Google • Caren Chang • May 20, 2025

On-Device Generative AI APIs: ML Kit and Gemini Nano

Article Summary

Caren Chang, Chengji Yan, and Taj Darra from Google just made on-device AI dramatically easier for Android developers. Four new ML Kit APIs let you integrate Gemini Nano without any prompt engineering or fine-tuning.

Google released on-device GenAI APIs as part of ML Kit, bringing Gemini Nano capabilities to Android apps through high-level, ready-to-use interfaces. The APIs handle summarization, proofreading, rewriting, and image description entirely on-device, with no server costs or internet dependency.

Key Takeaways

Summarization API jumped from 77.2 to 92.1 benchmark score with LoRA fine-tuning
Processes 510 tokens/second input and generates 11 tokens/second output on Pixel 9 Pro
Works offline with zero API costs and local data processing for privacy
Envision app now summarizes documents for blind users in production

Critical Insight

Google's new ML Kit APIs deliver production-ready Gemini Nano integration with quality scores above 84% across all four use cases, requiring just a few lines of code.

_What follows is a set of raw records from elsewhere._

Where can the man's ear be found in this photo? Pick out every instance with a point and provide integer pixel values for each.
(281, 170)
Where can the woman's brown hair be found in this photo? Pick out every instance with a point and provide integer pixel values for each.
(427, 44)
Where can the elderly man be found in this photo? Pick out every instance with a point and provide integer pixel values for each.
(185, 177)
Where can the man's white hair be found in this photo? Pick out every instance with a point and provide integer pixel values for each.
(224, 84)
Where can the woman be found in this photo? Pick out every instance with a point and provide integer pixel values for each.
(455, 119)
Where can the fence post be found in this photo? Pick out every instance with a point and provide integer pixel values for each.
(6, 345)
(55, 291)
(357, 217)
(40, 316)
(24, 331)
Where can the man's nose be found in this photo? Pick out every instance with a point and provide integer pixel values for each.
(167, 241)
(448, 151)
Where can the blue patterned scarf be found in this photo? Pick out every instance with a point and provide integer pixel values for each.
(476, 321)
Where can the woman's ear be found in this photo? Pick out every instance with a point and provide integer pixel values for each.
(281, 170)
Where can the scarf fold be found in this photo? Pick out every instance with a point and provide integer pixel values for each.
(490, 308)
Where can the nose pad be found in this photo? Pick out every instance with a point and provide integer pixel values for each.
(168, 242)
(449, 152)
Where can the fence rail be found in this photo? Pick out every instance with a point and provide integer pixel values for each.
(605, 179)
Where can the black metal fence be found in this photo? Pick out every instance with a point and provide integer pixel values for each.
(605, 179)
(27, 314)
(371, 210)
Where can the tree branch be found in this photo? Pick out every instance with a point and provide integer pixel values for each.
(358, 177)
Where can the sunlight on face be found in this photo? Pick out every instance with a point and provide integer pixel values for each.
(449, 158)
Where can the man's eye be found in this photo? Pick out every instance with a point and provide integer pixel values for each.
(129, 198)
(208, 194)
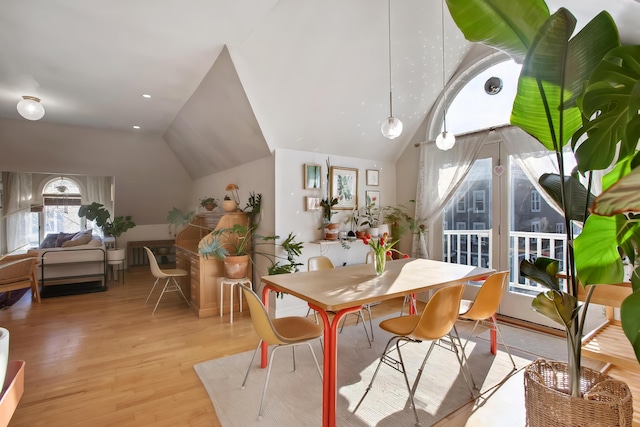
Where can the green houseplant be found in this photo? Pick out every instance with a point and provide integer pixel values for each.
(581, 90)
(110, 227)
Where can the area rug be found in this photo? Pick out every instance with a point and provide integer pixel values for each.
(294, 397)
(72, 289)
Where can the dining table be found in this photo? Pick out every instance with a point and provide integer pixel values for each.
(334, 293)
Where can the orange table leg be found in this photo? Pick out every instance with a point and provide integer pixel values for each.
(493, 335)
(330, 368)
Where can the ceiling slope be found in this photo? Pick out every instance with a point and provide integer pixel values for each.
(217, 129)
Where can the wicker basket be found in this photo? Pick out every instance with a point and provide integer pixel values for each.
(606, 402)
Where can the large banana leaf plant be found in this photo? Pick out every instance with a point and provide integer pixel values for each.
(579, 88)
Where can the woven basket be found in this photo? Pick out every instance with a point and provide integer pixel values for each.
(606, 402)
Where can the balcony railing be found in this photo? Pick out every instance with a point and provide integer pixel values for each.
(474, 247)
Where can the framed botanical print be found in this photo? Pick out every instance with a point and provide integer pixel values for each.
(344, 187)
(312, 176)
(373, 177)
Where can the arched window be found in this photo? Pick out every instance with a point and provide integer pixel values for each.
(61, 199)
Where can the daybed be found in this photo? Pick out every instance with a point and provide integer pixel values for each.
(65, 258)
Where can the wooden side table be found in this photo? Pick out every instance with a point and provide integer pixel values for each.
(232, 284)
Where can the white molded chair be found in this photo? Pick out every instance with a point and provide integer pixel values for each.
(170, 284)
(281, 332)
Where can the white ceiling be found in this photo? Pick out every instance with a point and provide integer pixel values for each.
(315, 73)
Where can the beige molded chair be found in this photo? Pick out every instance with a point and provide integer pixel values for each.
(281, 332)
(485, 305)
(170, 284)
(19, 272)
(324, 263)
(436, 322)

The article reveals the four-layer architecture that makes these APIs work without prompt engineering, plus specific token limits you need to know.

About This Article

Problem

Android developers needed to add Gemini Nano to their apps across different tasks like summarization, proofreading, rewriting, and image description. They wanted to avoid manual prompt engineering and fine-tuning.

Solution

Google created GenAI APIs with four components: the Gemini Nano base model, API-specific LoRA adapter models, inference parameters optimized for each API, and an evaluation pipeline that uses LLM raters, statistical metrics, and human raters to check quality.

Impact

The proofreading API scored 90.2 on benchmarks and rewriting hit 84.1, while image description reached 92.3. These scores are higher than what the base model achieved, and the system still generates text at 11 tokens per second on Pixel 9 Pro.